Not everyone is an MRT: the term only applies to people who are in a position to take significant risks with a firm’s capital, or to prevent those risks from being taken. At J.P. Morgan Securities, which covers JPMorgan’s corporate and investment bank in the UK, there were 587 “identified staff” (MRTs)  in 2023; at Goldman Sachs Group UK, Goldman’s UK-based entity, there were 569 MRTs in 2022 (the last year for which figures are available). Both are a tiny swathe of the total. – JPMorgan Securities employed 2,159 people; Goldman employed 3,800.

When we talk about pay for material risk-takers, we’re therefore only referring to a slice of people at the top – most of whom will be managing directors (MDs).

Under the old bonus cap system, the people in these slices received salaries and fixed allowances that were higher than bonuses. 

For example, J.P. Morgan Securities paid its 587 London MRTs an average of $1.6m in combined salary and bonus in 2023. Of that $1.6m, $877k was salary (and fixed allowances) and ‘just’ $754k was bonus. 

Goldman Sachs International paid its 569 MRTs total compensation averaging $1.4m in 2022, comprised of an average salary + allowance of $847k and an average bonus of $635k. 

Now that the UK has liberated itself from the EU’s bonus edicts, times are changing. 

JPMorgan declined to comment for this article. However, it’s understood that JPMorgan now intends to pay bonuses of up to 10 times MRT salaries in London, while keeping fixed pay (salaries and allowances) the same for most people. If salaries remain $874k, the implication is that top performers at the bank in London could in the future receive bonuses of………..$8.74m. This is unlikely to apply to many people: in its last regulatory filing, JPMorgan revealed that 14 people in the UK earned over $6.4m last year. 

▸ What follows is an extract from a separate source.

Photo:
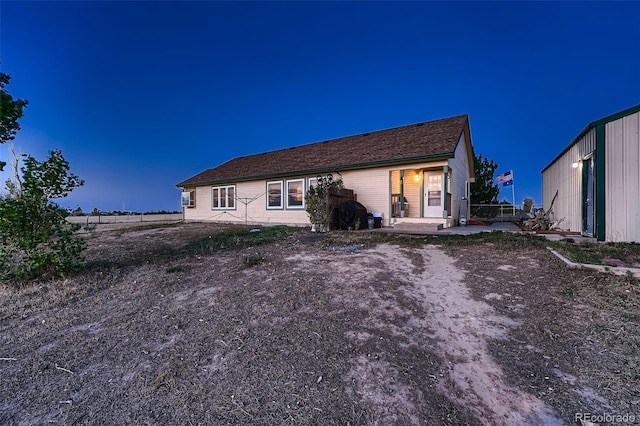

What about Goldman Sachs? In its unfettered post-bonus cap existence, Goldman plans to pay bonuses that are up to 25 times higher than its London salaries. If London salaries stay the same, this implies that Goldman will be paying individual bonuses of….$21m in London. This is not inconceivable: ten people there earned over $11m in 2022. However, Goldman has also indicated that it’s trimming salaries in the new pay reality, so this could be wishful thinking. If Goldman’s London salaries are cut to match the New York average of $400k and bonuses are 25x salaries, then London bonuses will instead be a maximum of $10m in the future. It’s not $21m, but hey. Goldman Sachs also declined to comment.